Governor Newsom signed CFT co-sponsored AB 376, the Student Borrower Bill of Rights, on Friday, September 25. This critical piece of legislation will bring much-needed reforms to the student loan market and regulate the private sector companies that service both federal and private student loans for California borrowers.

This bill will make California the first state in the nation to create a comprehensive set of rights for people holding student debt, by requiring student loan companies to treat borrowers fairly and giving borrowers the right to hold these companies accountable when they fail to meet basic servicing standards. 

The student debt burden hits virtually everyone — but it falls disproportionately on women, who collectively hold two-thirds of all student debt, and on people of color, exacerbating existing income and wealth gaps. According to a new study, a typical white male borrower pays off 44 percent of his debt 12 years after starting school, while the typical black female borrower sees her balance grow by 13 percent in that time.

For the 3.7 million Californians currently holding $147 billion in student debt, leaving school means facing a complex and confusing loan repayment system that can make the loan burdens even worse. Loan servicers like Sallie Mae, Navient, or FedLoan Servicing are the gatekeepers for everything a borrower needs to do to manage a student loan. But as multiple investigations have shown, loan servicers consistently get in the way of borrowers’ ability to manage their loans, steering them into options that can add more interest to their loans and even pushing some borrowers into default.

Unlike mortgages or credit cards, there is no industry-wide framework at the federal level to regulate the student loan industry. As a result, people with student loans do not have safeguards to help them get out of debt. To address these longstanding problems, AB 376, carried by Assemblyman Mark Stone, D-Santa Cruz, will create enforceable industry-wide standards for loan servicing companies. 

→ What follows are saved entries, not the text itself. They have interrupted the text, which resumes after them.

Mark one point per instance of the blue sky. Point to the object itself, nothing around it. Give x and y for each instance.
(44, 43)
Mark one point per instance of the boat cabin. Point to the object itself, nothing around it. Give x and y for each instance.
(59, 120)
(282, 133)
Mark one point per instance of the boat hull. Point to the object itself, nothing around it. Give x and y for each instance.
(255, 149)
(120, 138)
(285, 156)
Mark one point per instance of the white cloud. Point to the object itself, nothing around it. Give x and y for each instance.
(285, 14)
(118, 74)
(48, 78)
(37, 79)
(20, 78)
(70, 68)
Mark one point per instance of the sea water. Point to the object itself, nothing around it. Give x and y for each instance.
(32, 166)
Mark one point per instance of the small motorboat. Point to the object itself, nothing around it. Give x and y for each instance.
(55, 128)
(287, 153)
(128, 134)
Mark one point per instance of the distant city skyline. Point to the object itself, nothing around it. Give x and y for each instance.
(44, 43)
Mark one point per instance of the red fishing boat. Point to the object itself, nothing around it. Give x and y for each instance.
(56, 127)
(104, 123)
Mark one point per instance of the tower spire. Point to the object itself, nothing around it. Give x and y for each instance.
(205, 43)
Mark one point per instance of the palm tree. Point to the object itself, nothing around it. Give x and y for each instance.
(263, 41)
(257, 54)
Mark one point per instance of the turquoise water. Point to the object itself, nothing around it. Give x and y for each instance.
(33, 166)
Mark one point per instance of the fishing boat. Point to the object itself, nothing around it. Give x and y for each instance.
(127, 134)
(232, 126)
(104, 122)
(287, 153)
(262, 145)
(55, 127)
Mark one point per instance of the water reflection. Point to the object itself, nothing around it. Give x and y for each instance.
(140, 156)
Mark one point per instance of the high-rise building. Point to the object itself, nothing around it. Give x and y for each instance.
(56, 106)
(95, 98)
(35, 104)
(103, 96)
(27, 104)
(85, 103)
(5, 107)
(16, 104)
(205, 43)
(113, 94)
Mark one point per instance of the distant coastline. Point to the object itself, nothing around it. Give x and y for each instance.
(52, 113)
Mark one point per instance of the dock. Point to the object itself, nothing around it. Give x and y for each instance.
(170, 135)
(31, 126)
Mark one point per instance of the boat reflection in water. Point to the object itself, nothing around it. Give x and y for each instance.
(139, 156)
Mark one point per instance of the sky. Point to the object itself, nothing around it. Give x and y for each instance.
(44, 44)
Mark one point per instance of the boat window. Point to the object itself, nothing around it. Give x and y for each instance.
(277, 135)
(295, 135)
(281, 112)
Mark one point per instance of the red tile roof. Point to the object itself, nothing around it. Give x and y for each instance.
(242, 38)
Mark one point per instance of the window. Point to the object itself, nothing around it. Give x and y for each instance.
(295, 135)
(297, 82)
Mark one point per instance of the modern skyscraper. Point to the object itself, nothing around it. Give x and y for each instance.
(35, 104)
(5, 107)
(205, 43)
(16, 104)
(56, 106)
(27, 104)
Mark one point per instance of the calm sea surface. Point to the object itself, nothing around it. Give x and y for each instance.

The new law will do the following things:

  • Ban “abusive” student loan servicing practices that take unreasonable advantage of borrowers ‘confusion over loan repayment options;
  • Create minimum servicing standards related to application of payments, paperwork retention and specialized staff training;
  • Establish a Student Borrower Advocate within the Department of Business Oversight (DBO) responsible for reviewing complaints, gathering data and coordinating with related state agencies; and
  • Grant DBO additional “market monitoring” authorities, to collect better data about the student loan servicing industry

Download the AB 376 Fact Sheet

There are simply too many student loan servicing companies that mismanage student loans and conduct business in harmful and deceptive ways. With millions of Californians now struggling under the combined weight of student loan debt and the economic shocks caused by COVID-19, student loan borrowers deserve basic consumer protections now more than ever.

CFT co-sponsored AB 376 takes a bold step in the right direction.